Optimisation of the amount of soy protein isolate (SPI) binder for viscose.

Tensile properties of viscose fabric				Foam type a	Binder composition b		Tensile properties of viscose nonwoven fabrics with binder
Machine direction (MD)		Cross-machine direction (CD)			SPI binder (pph)	Water (pph)	Machine direction (MD)		Cross-machine direction (CD)
Tensile (N)	Elongation (%)	Tensile (N)	Elongation (%)				Tensile (N)	Elongation (%)	Tensile (N)	Elongation (%)
153.58	34.84	265.53	28.93	Light	20	80	123.01	20.97	177.77	21.49
					30	70	143.2	13.5	153.7	21.3
					40	60	127.14	12.5	153.0	26.9
				Heavy	20	80	132.53	22.81	198.51	25.5
					30	70	155.78	13.5	176.3	20.94
					40	60	151.86	20.1	257.38	24.04

^aLight and heavy foam represent the weight of 400 g/L and 800 g/L, respectively.

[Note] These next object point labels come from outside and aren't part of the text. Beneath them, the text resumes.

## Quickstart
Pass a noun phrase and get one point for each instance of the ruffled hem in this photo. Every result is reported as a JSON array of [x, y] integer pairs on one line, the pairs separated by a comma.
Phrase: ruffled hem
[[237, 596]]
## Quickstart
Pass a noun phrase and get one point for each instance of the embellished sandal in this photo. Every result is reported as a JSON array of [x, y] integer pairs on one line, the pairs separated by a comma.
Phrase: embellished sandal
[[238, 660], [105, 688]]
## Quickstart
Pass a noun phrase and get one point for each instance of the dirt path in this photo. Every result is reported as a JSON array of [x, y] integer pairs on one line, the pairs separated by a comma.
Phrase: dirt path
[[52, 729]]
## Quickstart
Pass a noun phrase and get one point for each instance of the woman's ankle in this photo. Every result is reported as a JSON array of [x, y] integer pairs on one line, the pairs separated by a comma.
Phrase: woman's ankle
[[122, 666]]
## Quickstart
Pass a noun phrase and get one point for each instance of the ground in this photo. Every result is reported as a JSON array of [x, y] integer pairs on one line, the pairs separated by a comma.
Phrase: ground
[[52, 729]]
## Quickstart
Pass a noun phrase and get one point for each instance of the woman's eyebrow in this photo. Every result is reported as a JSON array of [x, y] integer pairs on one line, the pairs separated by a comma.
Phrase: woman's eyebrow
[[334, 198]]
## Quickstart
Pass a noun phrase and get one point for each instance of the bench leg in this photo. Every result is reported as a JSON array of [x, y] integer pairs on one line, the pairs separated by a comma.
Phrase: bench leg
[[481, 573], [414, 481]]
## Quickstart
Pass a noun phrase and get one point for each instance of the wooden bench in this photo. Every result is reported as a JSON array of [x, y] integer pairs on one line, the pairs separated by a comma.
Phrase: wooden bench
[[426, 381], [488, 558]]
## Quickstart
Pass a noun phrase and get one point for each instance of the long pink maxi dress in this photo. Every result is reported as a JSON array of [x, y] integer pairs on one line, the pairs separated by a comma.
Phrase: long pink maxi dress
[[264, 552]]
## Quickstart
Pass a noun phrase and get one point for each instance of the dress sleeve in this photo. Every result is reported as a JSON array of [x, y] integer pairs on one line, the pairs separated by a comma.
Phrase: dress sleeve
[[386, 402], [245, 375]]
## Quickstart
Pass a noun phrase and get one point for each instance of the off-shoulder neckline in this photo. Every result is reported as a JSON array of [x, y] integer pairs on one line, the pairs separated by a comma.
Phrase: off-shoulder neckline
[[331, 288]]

^bGives the final binder mixture compositions applied on the nonwoven fabric.

In the subsequent experiments about 15 m of nonwoven viscose fabric was treated with a heavy foam prepared from a dilution ratio of 40 to 60 parts per hundred of the binder mix and water, respectively. The same ratio was used for the acrylic (Acrodur DS 3558), protein (SPI) and the modified protein (MSPI) binders. Two different approaches have been used to apply the binder. In the first approach designated as A, dry fabric was used for binder applications while in the second approach designated as B pre-wet fabric was used for binder applications. Viscose fabrics bonded with acrylic, SPI and MSPI binders separately are designated as Vis-AcB, Vis-P and Vis-MP, respectively.

Bonding of the viscose fabric with SPI, modified SPI and acrylic binder by pad-cure method

The modified and unmodified SPI dispersions with solid content of 8% were diluted with water in the ratio of 40:60, 20:80, 10:90 to prepare binder solutions with solid content of 5.33%, 2% and 0.88%, respectively. The binder solution was poured into the padding machine; 100% viscose hydronentangled nonwoven fabric samples with dimensions of 30 cm × 45 cm were cut and weighed for their dry weight. Each sample was then padded through the padding rollers at a roller speed of 1 m/min and the chemical binder was applied on both the face and back of the fabric. A gap of 1 mm between the padding rollers was set. This was sufficient to remove excess binding material without added pressure being applied. After passing through the padding rollers, the wet nonwoven fabric samples were weighed to obtain the wet-weight. The roller pressure of the padding machine was maintained at 2.0 bars. The chemically bonded fabric samples were dried using the Roaches Drier at 160℃ for 1 min 20 s. The dry add-on of SPI was between about 7 and 30 g/m² depending on the foam type and SPI binder concentration in the foam.

Characterizations

Fourier transform infrared spectra (FTIR) of the viscose fabric with soy protein, modified soy protein and acrylic binder were carried out on a Spectrum 100 FT-IR (Perkin Elmer, USA) in the range from 4000 to 600 cm⁻¹ using a fabric.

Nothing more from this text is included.